I can’t give a better overview of this paper than the one in the abstract.

This paper investigates how Amartya Sen’s capability approach can be applied to conceptualize and assess gender inequality in Western societies. I first argue against the endorsement of a definitive list of capabilities and instead defend a procedural approach to the selection of capabilities by proposing five criteria. This procedural account is then used to generate a list of capabilities for conceptualizing gender inequality in Western societies. A survey of empirical studies shows that women are worse off than men on some dimensions, better off on a few others, and similarly placed on yet others, while for some dimensions the evaluation is unclear. I then outline why, for group inequalities, inequalities in achieved functionings can be taken to reflect inequalities in capabilities, and how an overall evaluation could be arrived at by weighting the different capabilities. (Robeyns 2003, 61)

Her first point means that Robeyns sides with Sen over Nussbaum. Sen only describes capabilities as a theoretical “space,” leaving it open for others to specify exactly what capabilities are relevant for their particular purposes. Nussbaum, on the other hand, seeks to identify a list of capabilities that make up a good human life. Robeyns avoids the ivory tower objection to Nussbaum’s list by constructing her list with a diverse array of collaborators; that is what she means when she says she has a “procedural” account.

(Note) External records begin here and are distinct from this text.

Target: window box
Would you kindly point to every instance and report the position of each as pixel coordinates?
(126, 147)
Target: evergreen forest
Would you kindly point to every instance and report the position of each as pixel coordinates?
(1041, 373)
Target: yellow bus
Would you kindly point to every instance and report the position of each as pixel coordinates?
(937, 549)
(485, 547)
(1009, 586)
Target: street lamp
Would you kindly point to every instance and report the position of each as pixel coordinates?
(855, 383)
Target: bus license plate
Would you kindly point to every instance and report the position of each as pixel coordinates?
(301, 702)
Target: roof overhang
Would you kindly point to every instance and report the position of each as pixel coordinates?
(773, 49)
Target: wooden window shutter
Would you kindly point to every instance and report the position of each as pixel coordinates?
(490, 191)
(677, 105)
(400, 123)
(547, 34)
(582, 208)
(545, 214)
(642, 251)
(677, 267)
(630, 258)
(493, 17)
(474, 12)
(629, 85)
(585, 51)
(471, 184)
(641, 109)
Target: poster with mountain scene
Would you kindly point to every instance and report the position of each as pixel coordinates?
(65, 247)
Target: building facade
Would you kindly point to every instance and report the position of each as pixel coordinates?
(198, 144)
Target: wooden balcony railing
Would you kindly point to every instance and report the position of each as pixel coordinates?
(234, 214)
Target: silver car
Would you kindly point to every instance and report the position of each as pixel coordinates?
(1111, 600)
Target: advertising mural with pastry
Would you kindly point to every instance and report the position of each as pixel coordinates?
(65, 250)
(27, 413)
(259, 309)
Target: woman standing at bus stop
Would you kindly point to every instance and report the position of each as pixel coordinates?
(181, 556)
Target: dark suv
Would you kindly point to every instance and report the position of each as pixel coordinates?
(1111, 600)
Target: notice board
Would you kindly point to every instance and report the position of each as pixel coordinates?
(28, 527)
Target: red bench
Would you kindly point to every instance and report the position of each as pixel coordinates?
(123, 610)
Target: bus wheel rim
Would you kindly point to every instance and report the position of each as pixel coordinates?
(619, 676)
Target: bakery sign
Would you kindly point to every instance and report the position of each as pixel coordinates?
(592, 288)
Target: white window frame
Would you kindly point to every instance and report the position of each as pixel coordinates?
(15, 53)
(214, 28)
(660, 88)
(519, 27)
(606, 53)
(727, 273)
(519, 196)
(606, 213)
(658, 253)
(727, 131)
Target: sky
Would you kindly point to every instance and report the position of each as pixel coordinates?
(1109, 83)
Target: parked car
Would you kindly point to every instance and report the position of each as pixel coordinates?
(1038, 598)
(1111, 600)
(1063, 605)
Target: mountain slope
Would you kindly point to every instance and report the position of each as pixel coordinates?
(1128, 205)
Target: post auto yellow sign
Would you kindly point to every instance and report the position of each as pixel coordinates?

She proposes a list of capabilities that, she maintains, can be used to measure inequality between men and women. Despite her methodological disagreements with Nussbaum, their lists are quite similar.

Our Discussion

Our discussion skipped most of the methodological stuff and went straight to her list. We stayed pretty close to the beginning of the list: we started with mental health and then talked about the first capability (the capability to live, basically).

One point that interested me was the difference between social and biological causes of unequal capabilities. Robeyns was keen to identify the social causes of inequality but I wasn’t always sure why. Here is what I had in mind.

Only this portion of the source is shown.